A1 spart: Es wird weniger geputzt und gegessen

Bei A1 Telekom Austria sorgen neue Sparmaßnahmen für Ärger mit der Belegschaft. Wie die Personalvertretung ihren Kollegen mitteilte, wird seit 1. August der Mistkübel nur mehr einmal die Woche entleert, die Mikrowellenherde und Kühlschränke müssen die Angestellten nun selbst reinigen. Zudem seien die Portionen des Mitarbeiteressens kleiner geworden, heißt es.

Beim Essen sollen laut Personalvertretung seit der Umstellung auf Eurest die Portionen kleiner und die Beilagen weniger geworden sein. Die Sparmaßnahmen beim Putzdienst treffen auch die Vorstände: Deren Büros werden nun nur noch so geputzt, wie das früher beim "einfachen" Personal der Fall war.

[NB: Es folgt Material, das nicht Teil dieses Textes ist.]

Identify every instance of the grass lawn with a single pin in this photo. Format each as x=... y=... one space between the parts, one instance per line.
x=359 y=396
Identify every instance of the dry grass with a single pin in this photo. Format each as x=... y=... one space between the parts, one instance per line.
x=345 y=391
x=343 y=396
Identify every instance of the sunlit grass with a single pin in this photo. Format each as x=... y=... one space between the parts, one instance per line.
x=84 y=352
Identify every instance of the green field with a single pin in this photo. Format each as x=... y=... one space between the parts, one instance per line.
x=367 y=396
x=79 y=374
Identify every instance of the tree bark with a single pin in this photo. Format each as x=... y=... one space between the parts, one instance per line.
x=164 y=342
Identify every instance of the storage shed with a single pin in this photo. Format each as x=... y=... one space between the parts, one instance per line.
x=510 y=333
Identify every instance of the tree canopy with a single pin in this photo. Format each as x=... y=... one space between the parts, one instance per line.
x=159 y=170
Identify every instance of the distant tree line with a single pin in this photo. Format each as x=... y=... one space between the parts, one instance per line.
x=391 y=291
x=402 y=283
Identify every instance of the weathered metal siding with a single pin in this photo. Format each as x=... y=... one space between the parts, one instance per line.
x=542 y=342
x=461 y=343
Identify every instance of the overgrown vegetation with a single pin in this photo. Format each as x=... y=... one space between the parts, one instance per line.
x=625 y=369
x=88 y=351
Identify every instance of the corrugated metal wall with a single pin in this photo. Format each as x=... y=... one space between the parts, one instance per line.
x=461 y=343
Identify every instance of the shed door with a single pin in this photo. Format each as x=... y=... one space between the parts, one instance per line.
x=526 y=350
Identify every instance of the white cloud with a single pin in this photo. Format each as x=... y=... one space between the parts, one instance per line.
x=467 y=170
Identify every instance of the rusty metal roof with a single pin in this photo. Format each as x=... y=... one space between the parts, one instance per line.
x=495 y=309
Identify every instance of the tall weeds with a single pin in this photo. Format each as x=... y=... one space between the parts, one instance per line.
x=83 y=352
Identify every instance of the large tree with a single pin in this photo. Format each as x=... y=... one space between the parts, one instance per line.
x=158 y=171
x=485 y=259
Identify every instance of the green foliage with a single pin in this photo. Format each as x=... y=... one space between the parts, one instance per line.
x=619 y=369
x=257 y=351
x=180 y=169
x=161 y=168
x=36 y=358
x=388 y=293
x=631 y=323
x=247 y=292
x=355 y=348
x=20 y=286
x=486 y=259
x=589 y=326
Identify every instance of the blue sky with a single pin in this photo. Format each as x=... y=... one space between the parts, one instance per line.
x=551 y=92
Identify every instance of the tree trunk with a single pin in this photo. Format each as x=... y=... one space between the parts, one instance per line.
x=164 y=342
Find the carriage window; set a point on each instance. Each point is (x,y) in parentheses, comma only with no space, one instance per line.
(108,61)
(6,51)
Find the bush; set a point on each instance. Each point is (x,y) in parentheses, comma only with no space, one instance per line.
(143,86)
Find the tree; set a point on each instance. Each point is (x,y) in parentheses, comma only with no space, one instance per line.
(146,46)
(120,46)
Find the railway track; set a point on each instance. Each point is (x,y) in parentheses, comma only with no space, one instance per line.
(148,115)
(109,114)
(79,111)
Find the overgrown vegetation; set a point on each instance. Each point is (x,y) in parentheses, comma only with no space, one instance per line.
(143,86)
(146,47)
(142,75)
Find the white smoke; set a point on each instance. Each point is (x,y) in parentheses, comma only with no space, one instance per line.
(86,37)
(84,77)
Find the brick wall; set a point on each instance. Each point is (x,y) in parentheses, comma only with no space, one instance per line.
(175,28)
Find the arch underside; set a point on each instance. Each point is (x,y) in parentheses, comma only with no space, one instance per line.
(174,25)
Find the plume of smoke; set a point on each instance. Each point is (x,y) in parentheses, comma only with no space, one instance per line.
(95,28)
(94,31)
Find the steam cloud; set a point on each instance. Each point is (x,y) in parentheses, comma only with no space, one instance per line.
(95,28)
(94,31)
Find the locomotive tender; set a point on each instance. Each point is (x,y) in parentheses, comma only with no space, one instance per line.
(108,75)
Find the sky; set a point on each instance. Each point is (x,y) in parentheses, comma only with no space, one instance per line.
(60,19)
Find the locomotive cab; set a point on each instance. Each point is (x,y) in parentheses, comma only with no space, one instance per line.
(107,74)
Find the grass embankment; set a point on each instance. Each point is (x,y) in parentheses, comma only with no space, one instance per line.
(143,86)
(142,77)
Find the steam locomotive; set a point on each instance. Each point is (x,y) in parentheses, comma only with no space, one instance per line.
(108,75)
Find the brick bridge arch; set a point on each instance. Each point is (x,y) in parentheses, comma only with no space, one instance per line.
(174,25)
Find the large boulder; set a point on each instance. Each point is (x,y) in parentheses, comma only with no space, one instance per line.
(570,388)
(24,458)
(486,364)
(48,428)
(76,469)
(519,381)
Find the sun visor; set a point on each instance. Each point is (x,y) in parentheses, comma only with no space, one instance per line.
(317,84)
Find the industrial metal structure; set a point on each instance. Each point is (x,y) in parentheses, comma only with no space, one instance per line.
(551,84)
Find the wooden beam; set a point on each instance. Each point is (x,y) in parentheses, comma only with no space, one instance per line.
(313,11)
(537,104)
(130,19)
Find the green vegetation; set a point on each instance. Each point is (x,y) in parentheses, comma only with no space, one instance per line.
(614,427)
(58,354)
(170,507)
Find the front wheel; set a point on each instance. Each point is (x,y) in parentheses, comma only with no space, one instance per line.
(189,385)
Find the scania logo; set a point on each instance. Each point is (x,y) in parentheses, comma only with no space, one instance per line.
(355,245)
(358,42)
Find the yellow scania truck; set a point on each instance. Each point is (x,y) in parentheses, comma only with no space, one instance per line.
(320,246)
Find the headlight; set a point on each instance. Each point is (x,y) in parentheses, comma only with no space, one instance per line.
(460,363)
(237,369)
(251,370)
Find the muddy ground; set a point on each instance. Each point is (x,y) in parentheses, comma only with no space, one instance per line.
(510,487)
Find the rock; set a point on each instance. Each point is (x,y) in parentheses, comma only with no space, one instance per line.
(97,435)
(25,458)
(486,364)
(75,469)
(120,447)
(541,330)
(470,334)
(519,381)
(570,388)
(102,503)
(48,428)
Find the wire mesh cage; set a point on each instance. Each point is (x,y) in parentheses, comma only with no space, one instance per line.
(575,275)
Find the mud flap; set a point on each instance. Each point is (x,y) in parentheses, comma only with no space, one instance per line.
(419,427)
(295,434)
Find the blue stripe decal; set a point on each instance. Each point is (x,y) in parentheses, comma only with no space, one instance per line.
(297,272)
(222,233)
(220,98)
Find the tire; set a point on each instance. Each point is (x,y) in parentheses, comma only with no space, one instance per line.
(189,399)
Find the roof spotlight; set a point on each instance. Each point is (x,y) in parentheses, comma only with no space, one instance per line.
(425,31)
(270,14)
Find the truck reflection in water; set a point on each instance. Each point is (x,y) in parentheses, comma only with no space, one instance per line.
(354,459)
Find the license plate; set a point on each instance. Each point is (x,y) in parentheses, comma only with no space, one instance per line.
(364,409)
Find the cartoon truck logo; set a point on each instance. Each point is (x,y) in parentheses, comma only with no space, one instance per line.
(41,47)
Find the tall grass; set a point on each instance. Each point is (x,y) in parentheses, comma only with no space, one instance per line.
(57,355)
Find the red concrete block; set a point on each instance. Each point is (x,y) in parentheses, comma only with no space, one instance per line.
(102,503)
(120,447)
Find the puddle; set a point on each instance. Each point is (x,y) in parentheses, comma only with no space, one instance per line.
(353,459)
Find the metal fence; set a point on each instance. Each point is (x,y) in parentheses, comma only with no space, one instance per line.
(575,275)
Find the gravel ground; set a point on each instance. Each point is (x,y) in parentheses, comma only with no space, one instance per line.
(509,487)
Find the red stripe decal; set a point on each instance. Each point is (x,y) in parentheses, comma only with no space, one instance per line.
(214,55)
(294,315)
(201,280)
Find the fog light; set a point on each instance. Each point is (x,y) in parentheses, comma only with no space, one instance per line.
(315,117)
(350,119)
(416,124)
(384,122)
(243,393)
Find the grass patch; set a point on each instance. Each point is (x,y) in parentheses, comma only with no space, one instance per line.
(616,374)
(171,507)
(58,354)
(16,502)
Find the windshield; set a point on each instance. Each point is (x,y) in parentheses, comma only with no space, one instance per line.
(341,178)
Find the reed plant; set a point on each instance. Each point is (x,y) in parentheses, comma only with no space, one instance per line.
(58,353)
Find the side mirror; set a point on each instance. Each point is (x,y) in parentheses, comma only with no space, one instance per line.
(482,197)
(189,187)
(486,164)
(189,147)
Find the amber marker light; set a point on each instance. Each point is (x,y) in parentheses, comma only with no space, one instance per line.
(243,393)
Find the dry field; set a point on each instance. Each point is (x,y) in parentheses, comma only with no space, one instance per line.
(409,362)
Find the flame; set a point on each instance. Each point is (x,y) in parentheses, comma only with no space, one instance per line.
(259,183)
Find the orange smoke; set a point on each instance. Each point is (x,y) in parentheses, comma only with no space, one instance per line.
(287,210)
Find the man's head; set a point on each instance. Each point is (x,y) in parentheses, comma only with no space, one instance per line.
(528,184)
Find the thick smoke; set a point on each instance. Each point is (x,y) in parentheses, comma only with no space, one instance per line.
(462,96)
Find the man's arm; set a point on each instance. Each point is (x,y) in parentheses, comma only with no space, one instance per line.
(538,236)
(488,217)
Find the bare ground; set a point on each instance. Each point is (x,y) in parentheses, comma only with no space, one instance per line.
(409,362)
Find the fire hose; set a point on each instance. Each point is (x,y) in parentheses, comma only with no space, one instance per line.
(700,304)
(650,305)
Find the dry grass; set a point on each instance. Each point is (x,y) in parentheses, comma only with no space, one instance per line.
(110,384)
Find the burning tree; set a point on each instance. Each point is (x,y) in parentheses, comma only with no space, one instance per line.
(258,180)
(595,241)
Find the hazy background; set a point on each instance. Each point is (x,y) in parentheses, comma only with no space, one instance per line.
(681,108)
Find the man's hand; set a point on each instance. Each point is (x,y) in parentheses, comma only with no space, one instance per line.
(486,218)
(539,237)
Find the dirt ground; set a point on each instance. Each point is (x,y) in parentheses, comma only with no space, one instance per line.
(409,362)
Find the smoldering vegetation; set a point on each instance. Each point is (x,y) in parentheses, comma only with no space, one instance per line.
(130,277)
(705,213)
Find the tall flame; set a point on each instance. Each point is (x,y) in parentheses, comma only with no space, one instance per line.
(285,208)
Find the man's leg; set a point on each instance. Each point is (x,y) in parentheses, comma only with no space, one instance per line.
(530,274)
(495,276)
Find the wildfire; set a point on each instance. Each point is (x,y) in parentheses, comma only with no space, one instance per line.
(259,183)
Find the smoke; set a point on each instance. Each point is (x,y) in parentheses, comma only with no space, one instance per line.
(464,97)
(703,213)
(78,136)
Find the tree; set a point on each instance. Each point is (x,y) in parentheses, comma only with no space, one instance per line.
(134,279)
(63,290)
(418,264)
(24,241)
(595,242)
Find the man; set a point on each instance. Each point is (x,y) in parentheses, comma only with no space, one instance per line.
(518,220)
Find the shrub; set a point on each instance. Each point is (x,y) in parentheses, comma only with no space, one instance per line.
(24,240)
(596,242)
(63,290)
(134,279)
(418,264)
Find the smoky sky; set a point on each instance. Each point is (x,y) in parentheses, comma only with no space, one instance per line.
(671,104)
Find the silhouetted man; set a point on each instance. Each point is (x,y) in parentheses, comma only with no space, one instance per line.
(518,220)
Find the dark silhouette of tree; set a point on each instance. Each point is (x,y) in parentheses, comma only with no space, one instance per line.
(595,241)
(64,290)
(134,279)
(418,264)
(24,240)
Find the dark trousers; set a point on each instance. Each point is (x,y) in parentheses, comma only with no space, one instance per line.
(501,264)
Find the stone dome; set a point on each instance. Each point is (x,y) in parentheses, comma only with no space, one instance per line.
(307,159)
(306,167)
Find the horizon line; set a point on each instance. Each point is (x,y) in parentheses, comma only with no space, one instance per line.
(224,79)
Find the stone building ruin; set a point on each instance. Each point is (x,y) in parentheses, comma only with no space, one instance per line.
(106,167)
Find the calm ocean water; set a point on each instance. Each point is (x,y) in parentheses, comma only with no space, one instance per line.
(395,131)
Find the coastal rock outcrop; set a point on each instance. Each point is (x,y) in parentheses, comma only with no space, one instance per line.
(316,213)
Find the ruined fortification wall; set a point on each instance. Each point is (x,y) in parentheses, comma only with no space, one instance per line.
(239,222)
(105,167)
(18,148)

Das Unternehmen bestätigte die Änderungen beim Reinigungsplan. "Das ist eine Kosteneinsparungsmaßnahme, die sich durch alle Ebenen durchzieht", so Sprecher Peter Schiefer. Insbesondere die reduzierte Reinigung ist ein ungewöhnlicher Schritt, wie ein Rundruf zeigt. Beim einstigen Schwesterunternehmen, der Post AG, heißt es, die Mistkübel würden täglich entleert und die Teppiche gesaugt. Gleiches gilt für die A1-Mitbewerber Orange und "3".

Betriebsräte fordern "sauberes und reines Arbeitsumfeld"
Die Personalvertreter der Telekom sind jedenfalls sauer. "Wir erwarten eine Rücknahme dieser nicht nachvollziehbaren Maßnahme - es steht außer Zweifel, dass sich alle Kolleginnen und Kollegen ein sauberes und reines Arbeitsumfeld verdient haben", so die Betriebsräte.